Negara Lain Perketat dan Bahkan Melarang BPA, Bagaimana dengan Indonesia?

TRIBUNNEWS.COM – Badan Pengawas Obat dan Makanan (FDA) telah menerbitkan perubahan peraturan yang mewajibkan pelabelan BPA (Bisphenol A) pada produk air minum dalam kemasan (BWD). 

Kebijakan tersebut tertuang dalam Peraturan Kepala BPOM 2024 (Perka) No. 6 yang merupakan perubahan kedua atas Peraturan BPOM no. 31 tahun 2018 untuk label pangan olahan.

Dalam aturan terbaru tersebut, BPOM memasukkan perubahan dua pasal, yaitu Pasal 48A ayat 1 tentang cara penyimpanan pada label AMDK, yang seharusnya mencantumkan tulisan “simpan di tempat yang bersih dan sejuk, jauhkan dari sinar matahari langsung dan benda yang berbau menyengat. “.

Pasal 61A kemudian berbunyi: “Air minum dalam kemasan yang menggunakan kemasan plastik polikarbonat harus terdapat tulisan “dalam kondisi tertentu, kemasan polikarbonat tersebut dapat melepaskan BPA ke dalam air minum dalam kemasan”.

Peraturan BPOM terbaru ini merupakan langkah nyata untuk melindungi masyarakat dari risiko gangguan kesehatan akibat paparan BPA yang berasal dari AMDK dalam kemasan polikarbonat. 

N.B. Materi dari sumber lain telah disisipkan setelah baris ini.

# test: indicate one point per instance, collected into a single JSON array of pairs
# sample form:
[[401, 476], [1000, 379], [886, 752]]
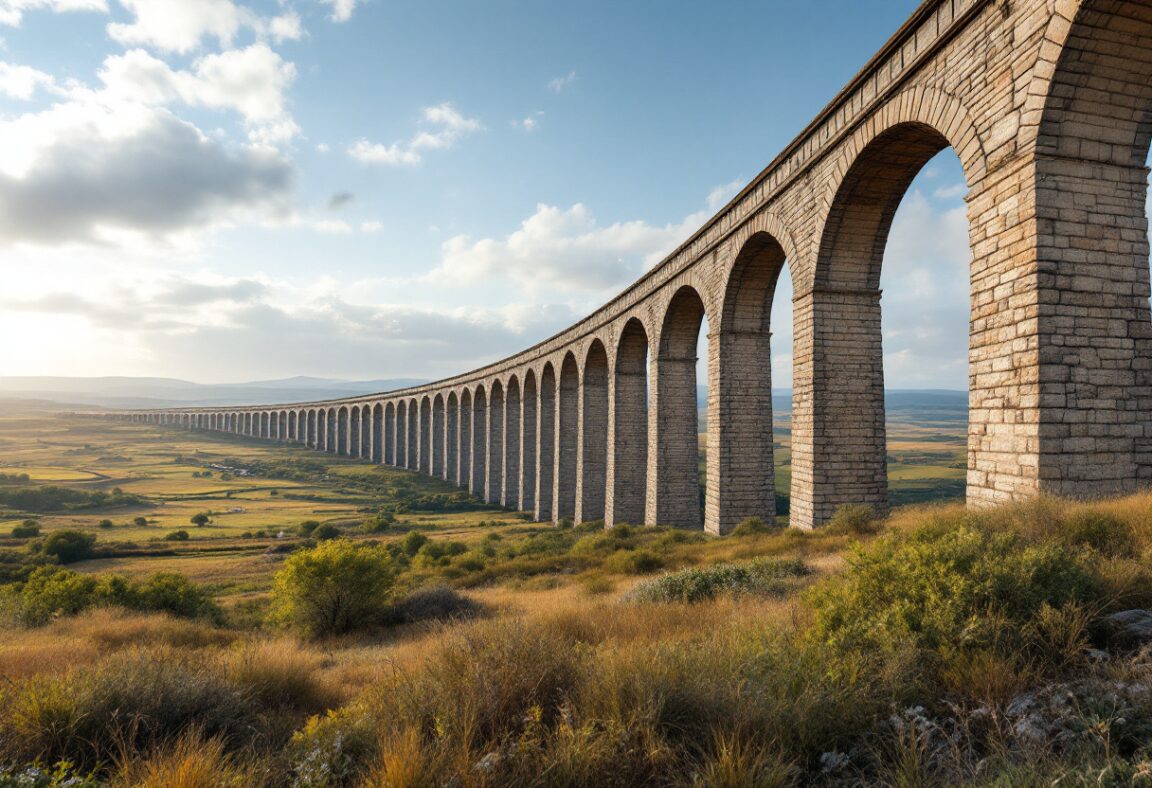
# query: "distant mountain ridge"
[[126, 392]]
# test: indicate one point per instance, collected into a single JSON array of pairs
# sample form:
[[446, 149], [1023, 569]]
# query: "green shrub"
[[27, 530], [760, 577], [751, 527], [949, 584], [68, 546], [634, 562], [334, 588], [857, 518], [326, 531], [1103, 532], [412, 542]]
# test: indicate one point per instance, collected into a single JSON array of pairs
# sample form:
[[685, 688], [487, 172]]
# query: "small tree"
[[334, 588], [69, 546]]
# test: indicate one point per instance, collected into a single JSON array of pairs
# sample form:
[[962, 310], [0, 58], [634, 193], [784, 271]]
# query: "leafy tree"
[[25, 530], [326, 531], [334, 588], [69, 546]]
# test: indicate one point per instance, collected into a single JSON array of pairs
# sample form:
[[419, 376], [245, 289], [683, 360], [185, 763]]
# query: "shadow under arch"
[[741, 480], [627, 476], [839, 432], [510, 492], [592, 459], [546, 436], [674, 498]]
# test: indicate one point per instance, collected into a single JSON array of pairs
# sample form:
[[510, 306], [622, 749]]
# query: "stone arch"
[[464, 474], [528, 441], [343, 429], [741, 479], [452, 438], [567, 436], [628, 441], [510, 474], [592, 449], [546, 444], [493, 480], [425, 434], [674, 495], [412, 438], [389, 433], [476, 482], [437, 441], [377, 452]]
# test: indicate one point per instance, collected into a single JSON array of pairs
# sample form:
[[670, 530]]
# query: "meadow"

Risiko paparan BPA merupakan masalah global

Mengapa BPA menimbulkan begitu banyak kekhawatiran tidak hanya di Indonesia tetapi juga di berbagai negara di dunia?  BPA adalah bahan kimia yang biasa ditemukan pada kaleng kemasan makanan berbahan plastik keras (polikarbonat) dan dilapisi epoxy. Senyawa ini diketahui cepat larut dalam cairan yang bersentuhan dengannya. 

Hal ini menimbulkan risiko bahwa paparan BPA dapat menimbulkan gangguan kesehatan yang serius karena bahan kimia tersebut dapat masuk ke dalam tubuh manusia melalui konsumsi cairan dalam kemasan yang mengandung BPA.

Faktanya, beberapa negara telah mengambil langkah dan memperkenalkan peraturan khusus mengenai BPA.

Langkah tersebut dilakukan dengan menetapkan batasan migrasi BPA, mewajibkan pelabelan untuk memberikan edukasi dan informasi transparan kepada konsumen, serta melarang sepenuhnya penggunaan BPA dalam kemasan makanan.

Salah satu contohnya adalah pemerintah Australia, yang mengumumkan penghentian penggunaan BPA dalam botol bayi polikarbonat secara sukarela mulai tahun 2010. Hal ini mendorong dunia usaha untuk secara sukarela menghentikan penggunaan BPA dalam botol susu bayi dan kemasan makanan, sehingga mengurangi paparan BPA pada manusia.

Inisiatif ini juga didukung oleh Food Standards Australia New Zealand (FSANZ), yang terus bekerja sama dengan industri dalam pengembangan, keselamatan dan peraturan untuk menemukan bahan alternatif pengganti BPA.

Di Perancis, mulai 1 Januari 2013, pemerintah melarang penggunaan BPA di seluruh kemasan, wadah dan peralatan yang ditujukan untuk anak di bawah 3 tahun.

Kemudian, mulai 1 Januari 2015, undang-undang ini juga melarang sepenuhnya penggunaan BPA pada kemasan, wadah, dan seluruh peralatan yang digunakan bersentuhan langsung dengan pangan. Sejak tahun 2013, pemerintah Belgia juga telah menerapkan ketentuan hukum yang sama mengenai BPA. 

BPA juga diklasifikasikan sebagai bahan kimia berbahaya di Uni Eropa, menurut publikasi Badan Lingkungan Eropa pada September 2023. Laporan tersebut menyebutkan bahwa BPA dapat membahayakan kesuburan, menyebabkan kerusakan mata yang serius, reaksi alergi pada kulit, dan iritasi pernafasan.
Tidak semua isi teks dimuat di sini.